What I did not realize was that as often as not, the “excess” would not only NOT bolster what came before, it would distract and fatigue. Did it actually add anything? Not usually. Far better than adding would have been subtracting and trusting the potency of what remained.

Whenever I talk about these matters with other preachers, I’m often reminded of Dietrich Bonhoeffer’s advice to his young preachers at the Finkewald seminary, where he said, in essence, “The first few minutes of your message are the most favorable…do not waste time with long introductions…get right to your content…and trust the Word!” It’s an interesting mental exercise to ponder how much of our sermon content is content we generate because we are fundamentally insecure either about our own ability or, frankly, about the power of the gospel to woo and draw and finally unmake human hardheartedness.

What I have found is that when I trust the potency of the few things I know that God has put in my hands and in my heart for the week, it creates a simplicity and clarity that would not have been available otherwise. It creates “white space” in our messages, “margin”, where the risen Christ can walk among us, tapping us on the shoulder, whispering to our hard and wayward hearts. Maybe the hardest and best thing for the preacher to do is find a way to use words to get out of the way. “He must become greater, I must become less” should be the cry of every preacher’s heart.
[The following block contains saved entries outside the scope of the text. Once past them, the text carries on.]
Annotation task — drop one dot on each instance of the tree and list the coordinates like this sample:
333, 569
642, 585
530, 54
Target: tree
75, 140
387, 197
My guess is that most of you preachers out there don’t have trouble generating good content. You’re bright. You read a lot. You experience things. You see God at work in people’s lives. You’ve got killer stories. Where you struggle is in letting any of that stuff fall on the cutting room floor.

If that’s you, let me give you two bits of practical encouragement:

  1. Any good creative knows that an enormous amount of content is going to wind up on the floor. If you’re not ok with that, you’re really going to struggle. Keep an open hand with your stuff.
  2. By the same token, be aware that some (maybe a lot) of what winds up on that floor is really great content for some other fantastic message down the line. I can’t tell you how many times I had to take out some large chunk of a message because at the end of the day it either was too much or just didn’t fit, only to find that a month or two down the road, that “chunk” of content was exactly the engine that made another sermon go. Again, keep an open hand.

Ironically, in a blog post about brevity, I’ve waxed long. I’m interested to hear your comments or reflections.